Kafoury was also a key architect of the much-beleaguered Joint Office of Homelessness Solutions, a city-county partnership that has frayed at the edges as the two governments have at least for a time disagreed over everything from whether the county should distribute tents and tarps to funding for mass shelter sites in every quadrant of the city. Kafoury is a long-time ally of the current Multnomah County chair, Jessica Vega Pederson, who has often clashed over policy matters with fellow Multnomah County Commissioner – and longtime school board member – Julia Brim-Edwards.
Her portfolio at the school district will include several of the thorniest issues facing the district, including a reimagining of the Fund for Portland Public Schools. The districtwide foundation is charged with both attracting corporate donations and rebuilding faith with individual parent donors who were infuriated by the district’s decision this spring to shut down a long tradition of school-specific fundraising to pay for extra staff.
Kafoury is a former PTA president at Duniway Elementary, a fundraising powerhouse that routinely raised hundreds of thousands of dollars to support staff there.
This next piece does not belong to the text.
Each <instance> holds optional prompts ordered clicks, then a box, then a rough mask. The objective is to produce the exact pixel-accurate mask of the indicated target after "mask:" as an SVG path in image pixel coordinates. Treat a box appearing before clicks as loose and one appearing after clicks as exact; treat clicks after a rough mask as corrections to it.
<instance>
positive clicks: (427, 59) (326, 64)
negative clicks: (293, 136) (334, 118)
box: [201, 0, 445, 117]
She noted in an interview with The Oregonian/OregonLive Monday that the assumption that some schools would raise money on their own used to be baked into district budget assumptions; with that no longer the case, she added, there will have to be “some give and take.”
Kafoury will also be a point person for the delicate negotiations over the relocation of the district’s headquarters, which sprawl over a coveted parcel of land in North Portland. The school board has given the right of first refusal to the Albina Vision Trust, a nonprofit that’s seeking to redevelop the city’s historically Black Lower Albina neighborhood.
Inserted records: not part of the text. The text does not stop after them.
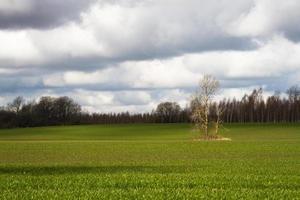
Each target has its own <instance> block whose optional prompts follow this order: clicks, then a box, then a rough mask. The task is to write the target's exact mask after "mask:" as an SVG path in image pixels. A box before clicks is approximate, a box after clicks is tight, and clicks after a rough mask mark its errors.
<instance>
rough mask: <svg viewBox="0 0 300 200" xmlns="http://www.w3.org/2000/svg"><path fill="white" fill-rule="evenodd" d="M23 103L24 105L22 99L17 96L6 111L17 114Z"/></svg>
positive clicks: (23, 98)
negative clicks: (7, 110)
mask: <svg viewBox="0 0 300 200" xmlns="http://www.w3.org/2000/svg"><path fill="white" fill-rule="evenodd" d="M24 103H25V100H24V98H23V97H21V96H18V97H16V98H15V99H14V100H13V102H12V103H9V104H8V109H9V110H11V111H12V112H15V113H19V111H20V110H21V108H22V106H23V105H24Z"/></svg>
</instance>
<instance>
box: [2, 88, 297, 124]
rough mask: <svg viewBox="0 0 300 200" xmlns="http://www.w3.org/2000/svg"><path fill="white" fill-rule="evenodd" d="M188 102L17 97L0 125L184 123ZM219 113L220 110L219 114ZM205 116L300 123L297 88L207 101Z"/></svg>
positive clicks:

The nonprofit, in turn, has offered to help the district find and purchase a new, slimmed-down central office, perhaps downtown, though that concept has drawn internal pushback from employees. (Kafoury pointed out that Portland’s still-depressed downtown market is yielding significant bargains, such as the 10-story J.K. Gill building at Southwest 5th and Washington, which just sold for less than the price of a five-bedroom home in Lake Oswego, as reported by Willamette Week.)
Related questions also loom: What should happen with the district’s drive to relocate Harriet Tubman Middle School away from a planned expansion of the Interstate 5 freeway? And where should it locate its long-in-the-works Center for Black Student Excellence?
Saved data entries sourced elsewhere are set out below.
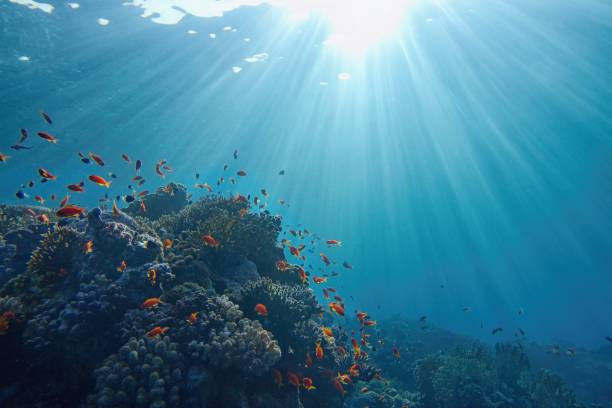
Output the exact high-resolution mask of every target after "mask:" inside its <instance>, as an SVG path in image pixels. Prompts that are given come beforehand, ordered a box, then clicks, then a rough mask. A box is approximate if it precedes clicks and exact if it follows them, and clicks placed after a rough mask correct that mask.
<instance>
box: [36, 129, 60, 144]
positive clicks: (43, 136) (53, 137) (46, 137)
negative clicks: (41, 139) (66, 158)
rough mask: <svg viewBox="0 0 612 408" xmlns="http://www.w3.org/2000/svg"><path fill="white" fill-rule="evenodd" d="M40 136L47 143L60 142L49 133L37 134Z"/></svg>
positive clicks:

Kafoury also arrives as the district is weighing what to put into a massive construction bond slated to go to voters next May that is likely to be the largest in the state’s history. Her portfolio will also include the district’s lofty climate justice goals, which have attracted national attention. That work will include examining deferred maintenance and “how our schools are being used – which are under-enrolled, where are we over-enrolled,” Armstrong said, including, potentially, school closures.
Forecasts from demographers at Portland State University project that next school year, 20 of Portland Public Schools’ elementary schools will have just 300 or fewer students – almost half of its 45 K-5 schools. The small schools include both campuses in wealthy neighborhoods close to downtown and higher needs, higher poverty schools in east and North Portland. By contrast, some bursting-at-the-seams suburban elementary schools house more than 700 students.
Armstrong, who served as Portland’s chief academic officer before spending a year as the deputy superintendent of the Evergreen School District in Vancouver, said she is also seeking to hire a chief financial officer and a chief communications officer, both of whom will report directly to her. She is pruning the district’s most recent organizational chart, eliminating two deputy superintendent positions, one that oversees business and operations and one that supervised instruction and school communities.